Ropes and vegetables

My hands are still dirty when I grasp the sisal rope.
I was planting celery at Red Hook Farm. The dirt was dark and loose and full of freshly harvested compost. The girls doing most of the digging and planting were high schoolers but at the farm they were Youth Leaders, this was their job. They live in the projects a couple of blocks from the 2.75 acre farm and it was clear they loved getting their hands dirty too. Between conversations punctuated with giggling and teasing, they carefully placed seedlings into each shallow hole, surrounded the baby plant with soil, and patted down the earth with bare hands. All around us other young adults and volunteers waded through rows of lettuce, hills of potatoes, blocks of spinach with buckets full of weeds or wheelbarrows full of mulch. New York Harbor is literally a stones throw away and that olfactory cacophony of saltwater and diesel and hotdogs fills the air but on the farm you can also smell wet earth and the trace of nightshades as you brush past. It is a challenging neighborhood and it is nothing less than amazing that a farm exists between an Ikea, old warehouses, and the projects.

I look down through the hole in the fire escape. There is no longer a ladder, just this rope. It is knotted at two foot intervals. My hands grasp the uppermost knot. I look at my friend nervously. "You want some shoes? Let me get you some shoes." he says. I have kicked off my boots and they lie on the porch 15 feet below. He brings me trainers and somehow they fit perfectly. My hesitancy, my shifting of hands and feet on rope has made us both more nervous. It's a long drop. Once I skooch off the grating will I be able to lower myself down? If not, I most likely won't be able to pull myself up either.

This is not a big deal.
But if I fall it is.
R. says he will spot me. He swings onto the rope and lowers himself down. "I'm all upper arm strength," he says.
"Yup, I'm not," I say.
He's down there, I'm up here, I hold onto the rope and position my feet on a knot.

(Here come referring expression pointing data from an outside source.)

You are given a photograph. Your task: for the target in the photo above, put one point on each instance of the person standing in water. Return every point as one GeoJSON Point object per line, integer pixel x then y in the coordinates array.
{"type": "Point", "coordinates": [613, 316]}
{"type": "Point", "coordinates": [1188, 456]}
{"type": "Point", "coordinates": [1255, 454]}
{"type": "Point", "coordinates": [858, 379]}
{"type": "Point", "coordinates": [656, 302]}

I drop off the fire escape and am swinging in the air above a porch behind a brownstone in Brooklyn. A few seconds later I have shimmied down the rope without a problem, my new trainers landing softly on the plywood below.
No big deal.
And its not. But R. and I are super excited about our little challenge and grinning like mad. I am proud of myself for not using my fear of heights (falling) or my muscle weakness as an excuse not to do it. Everyday we face little challenges and they can be as satisfying to conquer as climbing a mountain or winning a hotdog eating contest.

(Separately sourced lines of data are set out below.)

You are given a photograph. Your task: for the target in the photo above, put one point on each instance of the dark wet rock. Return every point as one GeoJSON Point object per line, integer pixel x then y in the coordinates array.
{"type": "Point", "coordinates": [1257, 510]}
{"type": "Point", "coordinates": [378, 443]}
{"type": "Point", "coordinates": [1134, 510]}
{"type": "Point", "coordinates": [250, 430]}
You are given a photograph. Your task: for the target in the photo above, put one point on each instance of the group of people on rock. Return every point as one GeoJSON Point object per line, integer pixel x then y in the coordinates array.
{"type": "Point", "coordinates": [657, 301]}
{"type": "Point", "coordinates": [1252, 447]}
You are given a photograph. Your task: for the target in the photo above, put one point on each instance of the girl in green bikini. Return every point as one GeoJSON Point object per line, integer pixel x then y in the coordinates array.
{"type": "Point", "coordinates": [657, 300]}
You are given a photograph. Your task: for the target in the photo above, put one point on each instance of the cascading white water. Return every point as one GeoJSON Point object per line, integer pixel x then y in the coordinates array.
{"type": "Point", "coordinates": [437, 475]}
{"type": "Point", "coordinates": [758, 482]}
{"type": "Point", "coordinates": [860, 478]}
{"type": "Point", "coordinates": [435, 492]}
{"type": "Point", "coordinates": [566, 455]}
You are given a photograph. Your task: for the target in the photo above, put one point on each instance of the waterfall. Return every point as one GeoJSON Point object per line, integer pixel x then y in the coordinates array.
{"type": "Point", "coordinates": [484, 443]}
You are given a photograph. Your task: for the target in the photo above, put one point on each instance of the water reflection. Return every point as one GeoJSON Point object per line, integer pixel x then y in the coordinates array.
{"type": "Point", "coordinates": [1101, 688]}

My hands have strands of rope sticking to residual dirt. I think about where I was a year ago. I came to New York last summer and volunteered at Eagle Street Farm in Greenpoint. I learned how to properly pick kale and to shake as much dirt as possible off of the roots of plants to be composted because hauling tons of dirt onto a roof is hard work. I was looking into internship programs and had just heard about the one at City College in San Diego. I hadn't lived in San Diego in almost a decade and wasn't sure what the year would bring. I jumped in anyway.
I now know my brassicas from my solanaceae. I know when to use a digging fork or a hula hoe. I have eaten better, fresher, greener in the last year than ever before in my life. I am slated to return to San Diego to actually work at the farm that has brought me community, knowledge, opportunity.
I am anxious. I hope that I know enough, am strong enough to lead.
In a week I scooch off the edge of my travels and shimmy down into the dirty life of California farming once again.

Like growing vegetables on an urban farm or in pots on a windowsill, like seeking knowledge and a healthier life in the middle of a socially depressed urban center, like climbing a rope off a fire escape: whether the challenges are big or small, jumping into the unknown is just about always worth it.